I don’t care about BuzzFeed. Never did. I was a VC and know you play the game expecting to lose more often than you win. So, I don’t feel for the monies lost. My capitalist teenage self is going to cringe, but I care about the people.
Let’s rewind 56 words, “…there’s a big community of people who need support.” The problems of three little people may not amount to a hill of beans in this crazy world, but the lives thousands or tens of thousands of people sounds like the beginning of a beautiful business plan.
Someone needs to build a site or start a newsletter for the unHeralded, Messengered about their jobs being Buzzed. The folks who got Gothamed and are left to be Gawked at.
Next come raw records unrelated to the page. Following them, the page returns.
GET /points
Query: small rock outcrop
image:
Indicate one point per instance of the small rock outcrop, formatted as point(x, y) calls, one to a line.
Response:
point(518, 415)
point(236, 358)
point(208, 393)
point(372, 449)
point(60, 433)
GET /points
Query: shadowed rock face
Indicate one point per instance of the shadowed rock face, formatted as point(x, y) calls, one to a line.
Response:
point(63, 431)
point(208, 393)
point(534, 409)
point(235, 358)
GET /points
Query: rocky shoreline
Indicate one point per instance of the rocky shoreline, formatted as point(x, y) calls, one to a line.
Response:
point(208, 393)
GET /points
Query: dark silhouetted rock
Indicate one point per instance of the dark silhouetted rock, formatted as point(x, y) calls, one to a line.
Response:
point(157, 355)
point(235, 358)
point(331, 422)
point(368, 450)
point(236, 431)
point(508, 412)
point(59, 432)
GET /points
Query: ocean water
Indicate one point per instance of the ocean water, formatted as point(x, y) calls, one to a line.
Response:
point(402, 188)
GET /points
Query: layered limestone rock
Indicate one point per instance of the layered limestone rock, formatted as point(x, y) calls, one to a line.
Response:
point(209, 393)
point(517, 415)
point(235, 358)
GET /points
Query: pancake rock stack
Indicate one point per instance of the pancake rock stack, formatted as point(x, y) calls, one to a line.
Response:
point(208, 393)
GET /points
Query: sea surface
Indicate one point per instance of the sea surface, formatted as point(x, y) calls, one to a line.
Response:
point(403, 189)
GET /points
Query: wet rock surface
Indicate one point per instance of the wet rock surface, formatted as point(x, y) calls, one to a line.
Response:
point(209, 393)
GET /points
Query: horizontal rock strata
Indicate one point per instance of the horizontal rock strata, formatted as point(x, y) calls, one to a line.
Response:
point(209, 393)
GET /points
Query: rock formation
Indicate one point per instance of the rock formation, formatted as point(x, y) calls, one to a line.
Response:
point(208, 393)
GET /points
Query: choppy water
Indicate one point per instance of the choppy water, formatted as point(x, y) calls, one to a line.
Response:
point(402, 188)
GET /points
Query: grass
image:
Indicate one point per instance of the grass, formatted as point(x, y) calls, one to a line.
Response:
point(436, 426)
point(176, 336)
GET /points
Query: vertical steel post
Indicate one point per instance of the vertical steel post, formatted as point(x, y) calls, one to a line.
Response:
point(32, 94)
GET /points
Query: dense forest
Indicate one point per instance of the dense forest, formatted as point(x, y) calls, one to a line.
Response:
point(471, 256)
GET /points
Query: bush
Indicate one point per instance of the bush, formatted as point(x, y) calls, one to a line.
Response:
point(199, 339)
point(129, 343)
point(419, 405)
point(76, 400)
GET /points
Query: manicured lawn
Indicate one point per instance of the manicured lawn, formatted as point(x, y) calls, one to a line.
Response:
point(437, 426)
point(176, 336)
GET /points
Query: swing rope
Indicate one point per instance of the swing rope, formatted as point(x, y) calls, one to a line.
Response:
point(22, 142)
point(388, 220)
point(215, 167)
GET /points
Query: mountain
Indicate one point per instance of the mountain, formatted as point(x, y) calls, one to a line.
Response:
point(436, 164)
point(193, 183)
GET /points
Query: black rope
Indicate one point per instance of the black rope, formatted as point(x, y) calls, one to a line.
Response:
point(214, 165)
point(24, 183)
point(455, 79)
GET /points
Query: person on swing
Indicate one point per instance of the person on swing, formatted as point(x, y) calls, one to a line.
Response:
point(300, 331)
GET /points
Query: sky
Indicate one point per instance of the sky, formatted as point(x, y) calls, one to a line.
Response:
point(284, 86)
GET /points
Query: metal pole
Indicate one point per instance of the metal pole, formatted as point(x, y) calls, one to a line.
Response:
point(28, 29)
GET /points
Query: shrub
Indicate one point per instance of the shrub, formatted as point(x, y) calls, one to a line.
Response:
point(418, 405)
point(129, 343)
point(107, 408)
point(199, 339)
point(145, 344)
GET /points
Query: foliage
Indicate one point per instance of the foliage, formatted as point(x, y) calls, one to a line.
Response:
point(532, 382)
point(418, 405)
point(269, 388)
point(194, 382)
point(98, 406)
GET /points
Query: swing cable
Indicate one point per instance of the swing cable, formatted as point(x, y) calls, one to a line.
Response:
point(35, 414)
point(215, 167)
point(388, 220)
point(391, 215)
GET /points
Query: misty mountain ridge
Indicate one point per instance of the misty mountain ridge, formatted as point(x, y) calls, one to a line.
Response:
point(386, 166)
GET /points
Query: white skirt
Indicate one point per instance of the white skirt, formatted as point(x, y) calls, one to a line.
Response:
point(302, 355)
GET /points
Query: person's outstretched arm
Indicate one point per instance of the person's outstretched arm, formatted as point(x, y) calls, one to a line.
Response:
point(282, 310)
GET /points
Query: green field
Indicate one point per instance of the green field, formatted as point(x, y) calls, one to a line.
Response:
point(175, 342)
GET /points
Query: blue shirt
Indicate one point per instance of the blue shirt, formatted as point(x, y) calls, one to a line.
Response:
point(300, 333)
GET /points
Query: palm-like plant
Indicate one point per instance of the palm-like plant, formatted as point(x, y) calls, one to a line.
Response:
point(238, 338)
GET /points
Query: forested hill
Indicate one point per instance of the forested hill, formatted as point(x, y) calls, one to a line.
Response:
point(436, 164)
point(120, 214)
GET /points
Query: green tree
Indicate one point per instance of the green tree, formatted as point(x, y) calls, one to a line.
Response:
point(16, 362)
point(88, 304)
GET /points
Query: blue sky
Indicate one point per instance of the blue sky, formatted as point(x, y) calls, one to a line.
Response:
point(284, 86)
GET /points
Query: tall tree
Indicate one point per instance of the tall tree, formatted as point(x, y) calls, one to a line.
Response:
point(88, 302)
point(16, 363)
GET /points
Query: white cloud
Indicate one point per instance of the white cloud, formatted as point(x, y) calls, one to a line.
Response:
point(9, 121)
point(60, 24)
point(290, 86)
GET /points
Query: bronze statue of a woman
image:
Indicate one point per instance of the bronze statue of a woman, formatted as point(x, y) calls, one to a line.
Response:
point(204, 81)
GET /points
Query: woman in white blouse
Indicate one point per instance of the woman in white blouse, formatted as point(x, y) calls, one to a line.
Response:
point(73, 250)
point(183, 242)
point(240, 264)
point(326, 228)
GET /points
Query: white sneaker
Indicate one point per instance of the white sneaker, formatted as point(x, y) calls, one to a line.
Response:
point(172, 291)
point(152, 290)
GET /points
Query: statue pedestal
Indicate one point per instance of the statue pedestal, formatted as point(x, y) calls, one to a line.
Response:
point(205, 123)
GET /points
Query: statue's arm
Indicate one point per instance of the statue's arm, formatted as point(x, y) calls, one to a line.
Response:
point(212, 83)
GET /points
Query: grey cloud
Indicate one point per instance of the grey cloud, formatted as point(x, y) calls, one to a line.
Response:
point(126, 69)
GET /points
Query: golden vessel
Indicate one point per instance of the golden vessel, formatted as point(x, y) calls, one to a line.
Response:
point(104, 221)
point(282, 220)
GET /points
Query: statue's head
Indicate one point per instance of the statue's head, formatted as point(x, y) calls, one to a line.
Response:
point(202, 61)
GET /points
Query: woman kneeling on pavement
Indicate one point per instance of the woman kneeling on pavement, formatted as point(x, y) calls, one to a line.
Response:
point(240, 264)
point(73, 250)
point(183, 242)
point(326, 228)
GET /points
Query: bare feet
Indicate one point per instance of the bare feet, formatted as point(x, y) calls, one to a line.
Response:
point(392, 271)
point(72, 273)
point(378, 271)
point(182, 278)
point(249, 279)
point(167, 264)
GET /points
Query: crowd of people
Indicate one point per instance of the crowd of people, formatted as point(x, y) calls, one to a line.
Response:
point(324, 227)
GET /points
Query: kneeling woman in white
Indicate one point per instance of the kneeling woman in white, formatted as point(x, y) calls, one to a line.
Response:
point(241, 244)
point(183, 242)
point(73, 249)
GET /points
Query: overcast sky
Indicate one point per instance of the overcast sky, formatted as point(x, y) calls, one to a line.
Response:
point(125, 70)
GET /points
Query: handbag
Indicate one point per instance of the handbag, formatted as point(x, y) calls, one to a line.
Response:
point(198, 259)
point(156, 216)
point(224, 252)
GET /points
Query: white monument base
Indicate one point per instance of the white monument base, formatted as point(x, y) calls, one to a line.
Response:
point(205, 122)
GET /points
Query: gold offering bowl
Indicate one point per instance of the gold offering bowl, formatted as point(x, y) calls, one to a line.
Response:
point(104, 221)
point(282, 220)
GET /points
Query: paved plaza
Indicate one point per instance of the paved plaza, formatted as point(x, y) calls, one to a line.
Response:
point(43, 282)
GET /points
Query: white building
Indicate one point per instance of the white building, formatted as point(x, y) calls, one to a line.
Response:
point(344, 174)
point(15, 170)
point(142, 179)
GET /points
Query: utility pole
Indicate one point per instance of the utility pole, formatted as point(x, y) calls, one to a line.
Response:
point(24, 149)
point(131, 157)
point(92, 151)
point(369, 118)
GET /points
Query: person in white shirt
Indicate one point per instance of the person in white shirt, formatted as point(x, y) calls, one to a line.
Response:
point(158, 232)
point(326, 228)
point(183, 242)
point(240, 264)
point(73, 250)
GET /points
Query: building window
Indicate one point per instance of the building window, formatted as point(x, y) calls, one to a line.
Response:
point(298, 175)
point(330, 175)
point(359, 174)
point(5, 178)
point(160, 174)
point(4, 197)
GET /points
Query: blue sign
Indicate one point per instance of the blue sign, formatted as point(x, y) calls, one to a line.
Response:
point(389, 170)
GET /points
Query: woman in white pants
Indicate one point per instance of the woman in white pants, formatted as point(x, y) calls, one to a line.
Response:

People in a Complex Vice Huffing for a job Post they can see as salvation.
People are posting on LinkedIn and then, worried about how that might look, they’re taking those posts down. That’s sad. They need a new place. Where they can vent freely. Despair with respect. Help each other.
There are many examples of sites that started like this, or devolve into this, or started like this and grew up. Blind (teamblind.com), Glassdoor, Café Pharma, Vault. There are sites that feel different but are, at heart, the same. A swap meet for people’s baggage. Craig’s List. But nothing that’s specific to the times and the Times.
This doesn’t take as much effort as you’d think. A simple website. Heck, a newsletter on Substack with comments turned on would do the trick. Once you have an audience, you have a media business.
Put an ad at the top. Today’s place to commiserate. Brought to you by Comerica. I mean sure, it sounds may sound all leftwing and uniony but it’s undeniably American.
It just needs a name and tagline. Since I’ve run this far, I’ll cross the finish line.
Younion.
I’m here because it’s not an issue, it’s an ish-me.
I hope that cheered you up. Ladies and gentlemen, go start your growth engine.